Chapter 15: Children on Our Conscience

When I first arrived at the Sunday Times, I longed to take up the cause of the thalidomide children. Some sixty-two of the abandoned families had begun civil actions in August 1962, while I was still with the Northern Echo, and the British law of contempt of court meant that their writs sealed the whole affair in a legal cocoon. Once the writs had been issued, it became illegal to bring out facts or comment on a pending trial, whether civil or criminal, on pain of a heavy fine or even jail. With thalidomide this meant that nothing could be published that might influence a judge until every case — every single case — had been settled by the courts. This is plainly a denial of free speech, but the common law had long held that this right of free speech had to be balanced by the right to a fair trial uncontaminated by outside pressure on any party or information or comment that might sway a judge or jury.

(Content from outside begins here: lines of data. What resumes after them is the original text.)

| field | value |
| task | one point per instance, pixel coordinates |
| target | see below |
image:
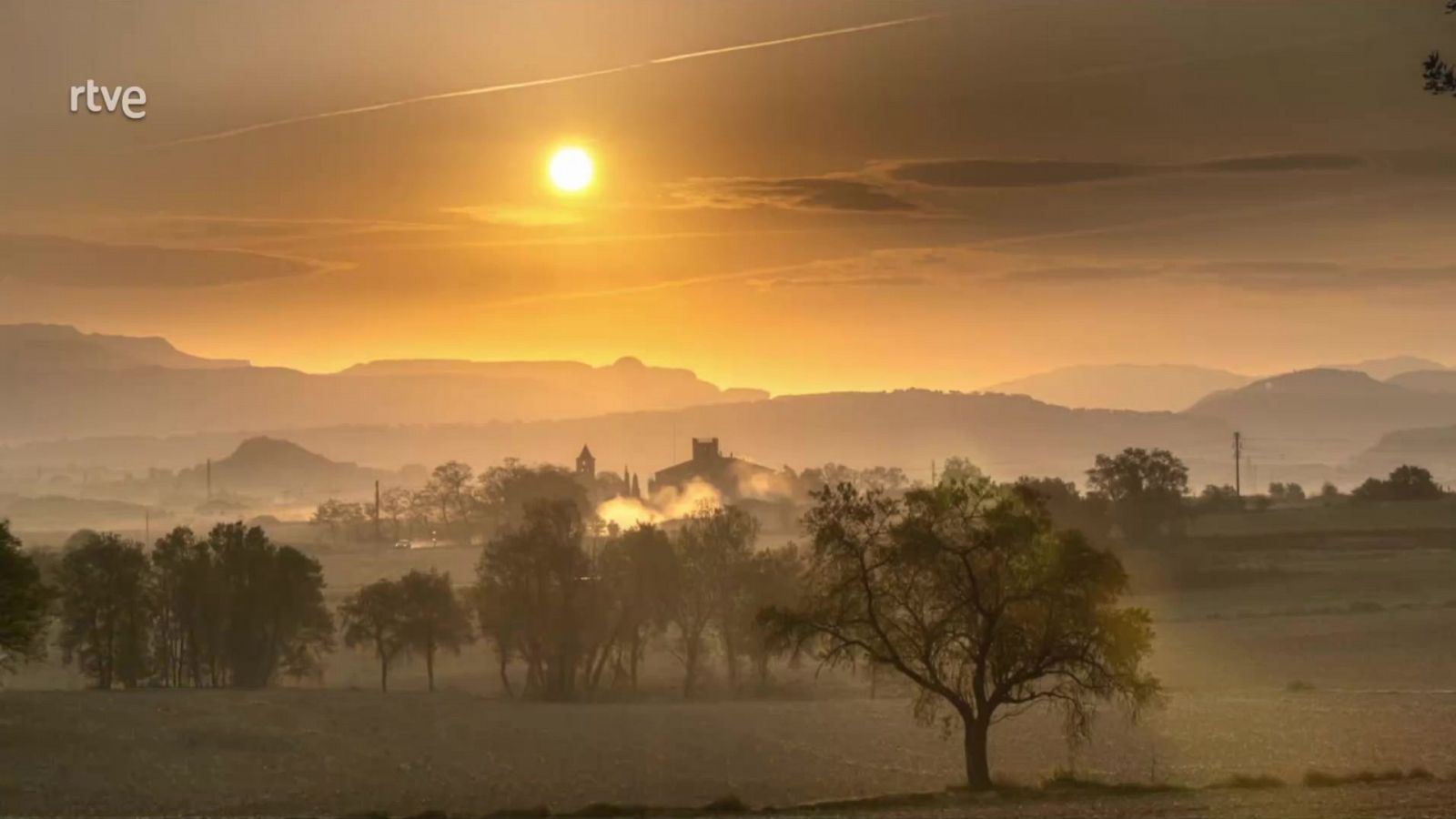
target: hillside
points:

I'd had a narrow squeak in my first months at the Sunday Times when, thanks to a slip by a writer, compounded by a duty lawyer's misjudgment, we'd accidentally published the previous convictions of a man about to stand trial. I was personally exonerated, but the newspaper was fined 5,000. The thalidomide actions were in civil court, to be tried by a judge alone, but the law was no different. It didn't matter to the court that there had been no movement on the cases between 1962 and 1967. (Indeed, in 1973 a law lord referred to the eleven-year-old pending thalidomide cases as being "in the early stages of litigation.")

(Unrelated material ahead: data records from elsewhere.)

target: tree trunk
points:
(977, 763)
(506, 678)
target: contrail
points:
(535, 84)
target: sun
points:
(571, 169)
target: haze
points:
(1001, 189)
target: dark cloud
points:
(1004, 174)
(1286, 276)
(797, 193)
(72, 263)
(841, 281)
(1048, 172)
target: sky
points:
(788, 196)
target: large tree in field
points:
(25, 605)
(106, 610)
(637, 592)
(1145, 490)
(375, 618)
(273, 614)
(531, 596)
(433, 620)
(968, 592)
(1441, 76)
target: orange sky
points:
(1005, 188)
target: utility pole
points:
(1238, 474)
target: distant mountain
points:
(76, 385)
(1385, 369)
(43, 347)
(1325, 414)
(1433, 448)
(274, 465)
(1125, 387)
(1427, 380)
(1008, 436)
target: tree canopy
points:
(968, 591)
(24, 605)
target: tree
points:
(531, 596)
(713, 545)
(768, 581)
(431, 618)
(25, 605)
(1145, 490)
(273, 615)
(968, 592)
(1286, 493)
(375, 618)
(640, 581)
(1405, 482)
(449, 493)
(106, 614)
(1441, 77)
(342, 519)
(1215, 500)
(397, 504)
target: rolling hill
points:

The families had been told by their lawyers on no account to talk to "mass media," but what we most wanted to know at this stage was how the disaster had occurred. Nobody at Distillers or Chemie Grunenthal would help, but we suddenly got the chance to look into the files of both companies. Reporter John Fielding brought a Dr. Montagu Phillips to see me. Phillips had been engaged by the families' solicitors, Kimber Bull, as a consulting pharmacologist and chemical engineer. He was a small, rumpled man who fidgeted a lot — not, I thought, likely to be impressive in the witness box under Wilmers's brand of interrogation — but he possessed ten thousand Distillers internal memoranda and reports that he said documented the scandal. They'd been made available through the legal process known as "disclosure," by which both sides are obliged to supply all relevant files. In short he was a whistle-blower, or what we called a FINK — fair insider with necessary knowledge. But was he "fair"? He had a grievance. His wife had taken thalidomide as a sleeping pill, which he believed was the cause of her irreversible nerve damage, known as polyneuritis. How much was that influencing his judgment? Moreover, he was breaking a legal honor code and was asking me to risk a breach of journalistic ethics: he wanted 8,000 to help care for his wife.

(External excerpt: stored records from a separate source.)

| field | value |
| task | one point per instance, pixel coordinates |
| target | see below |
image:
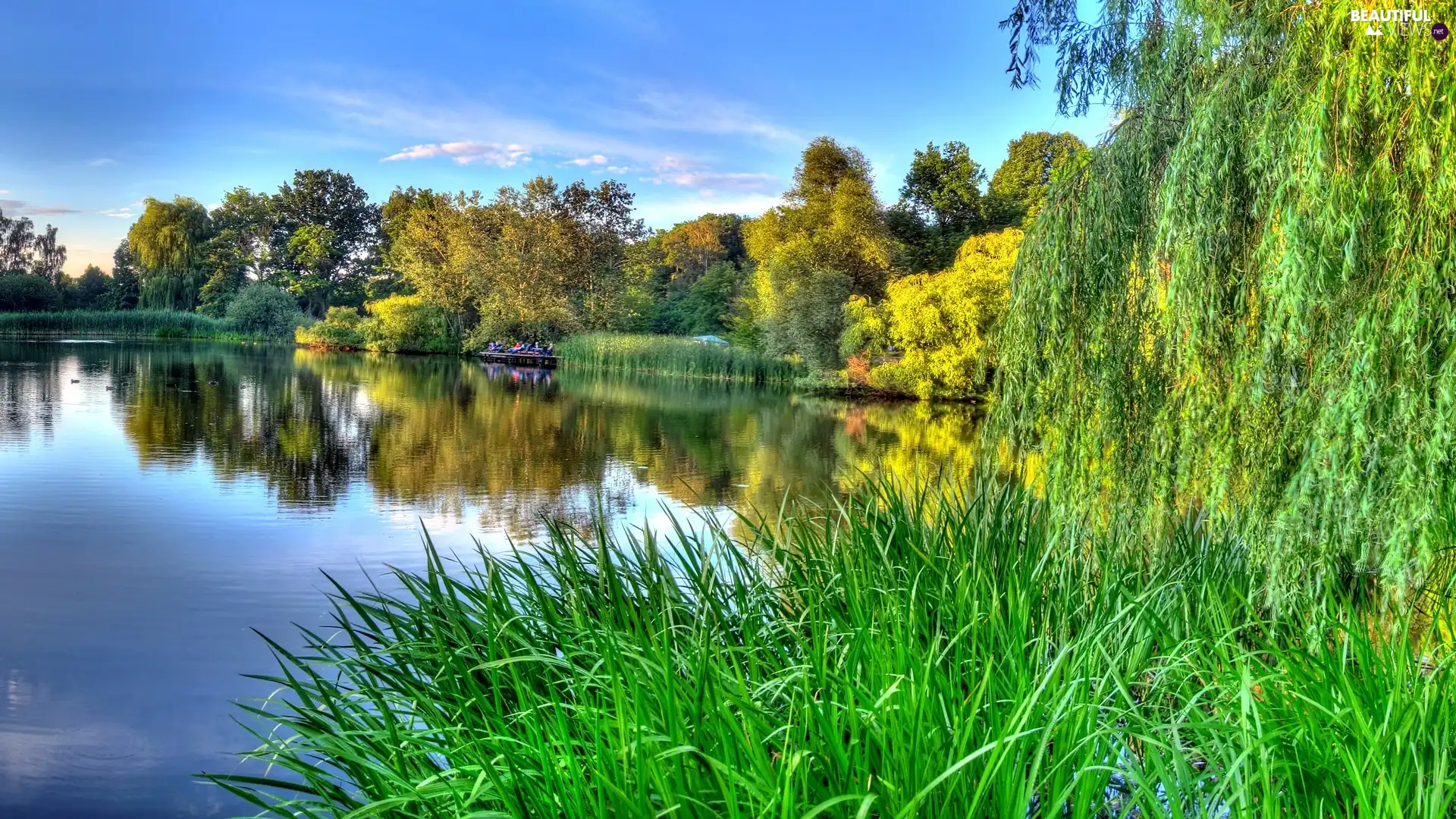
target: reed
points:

Was this the checkbook journalism I'd inveighed against on the television program What the Papers Say and in speeches criticizing newspapers that paid for the memoirs of criminals? I'd never done that. In the office and at home, I debated the ethics of paying him. It was a consideration that he offered us his technical advice and, more important, promised to keep us informed on what went on behind the closed doors of the legal negotiations. Every last doubt fell before my intense curiosity about what the documents revealed on the origins of the disaster. Was I to put my precious journalistic conscience before gaining access to crucial information that might never see the light of day if, as seemed likely, an out-of-court settlement was reached? No. We collected the documents, and I assigned the unflappable Phillip Knightley to evaluate them and prepare a narrative for publication sometime when we were free of legal restraint.